There's a wonderfully gothic character in Diana, the mysterious woman whose path Edward has crossed before and whose presence at Chapman's shelter heralds tragedy and terror that threaten the two men's friendship ... and more serious consequences besides.

Darby, a graduate of Oxford herself, paints an atmospheric portrait of Oxford's seedier side, Jericho, a Dickensian stew of shadowy alleys, tenement slums and streetwalkers to rival the more over-used Whitechapel. Darby populates her world with credible characters which demand emotional involvement even as she hurtles them towards the tragic climax that her chosen genre demands. And the grotesques with which she seasons the narrative are just the right side of believable while adding welcome colour and depth to her Jericho.

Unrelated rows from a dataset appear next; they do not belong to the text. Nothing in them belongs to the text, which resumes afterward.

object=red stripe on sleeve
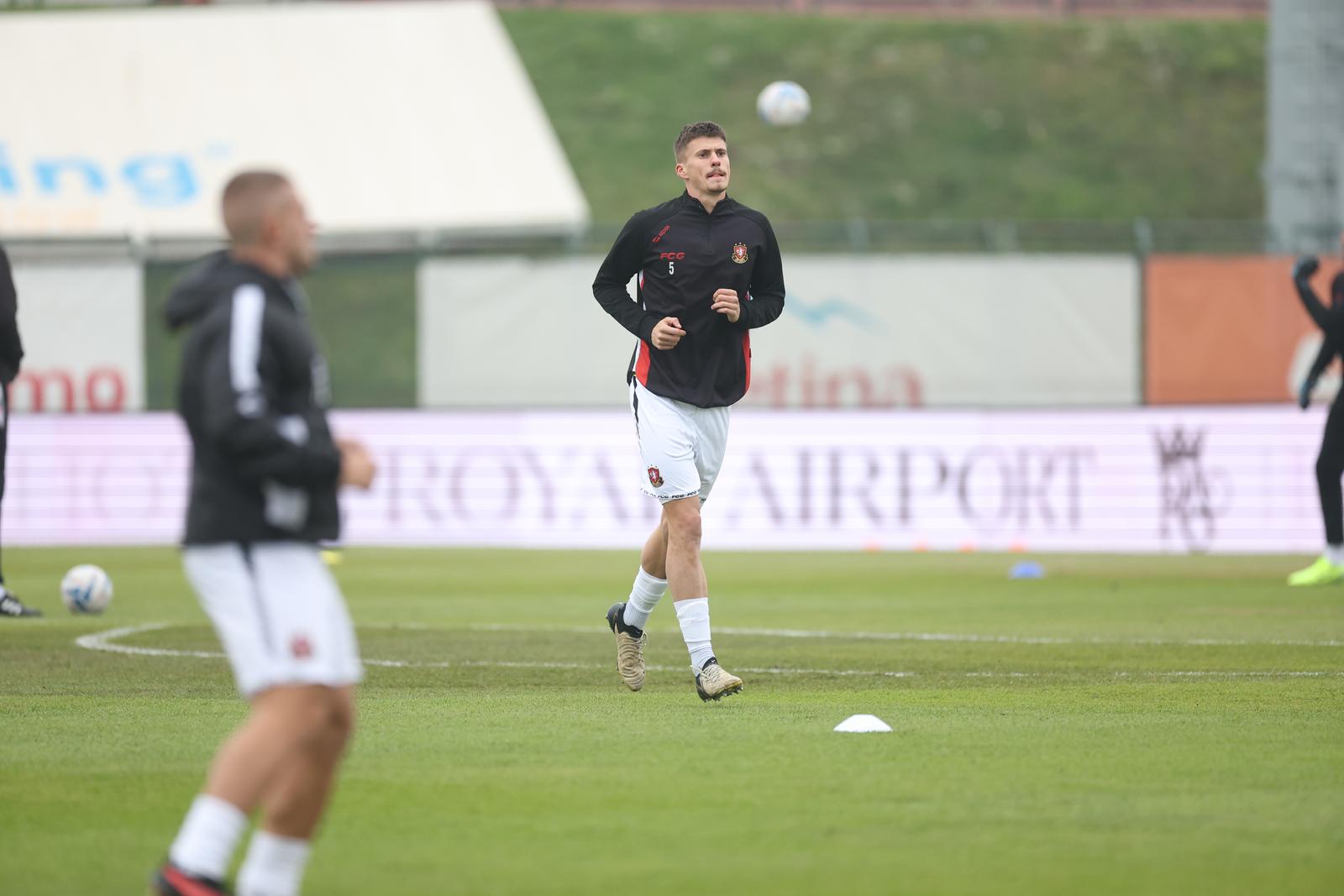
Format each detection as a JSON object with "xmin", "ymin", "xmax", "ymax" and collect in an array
[
  {"xmin": 634, "ymin": 338, "xmax": 652, "ymax": 388},
  {"xmin": 742, "ymin": 331, "xmax": 751, "ymax": 395}
]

Darby pulls off a masterful balancing act with her careful prose. For modern readers, the textual gymnastics of some Victorian writers, especially those leaning towards melodrama, can be tiring on the eyes. Darby manages to retain the flavour of the authors she so obviously admires – Wilkie Collins, Arthur Conan Doyle – but at the same time establishes her own voice and creates a contemporary narrative.

It's a rare achievement, and it will be interesting to see whether Darby continues in this "new Victoriana" vein for her next trick, or turns her obviously considerable talent to something new.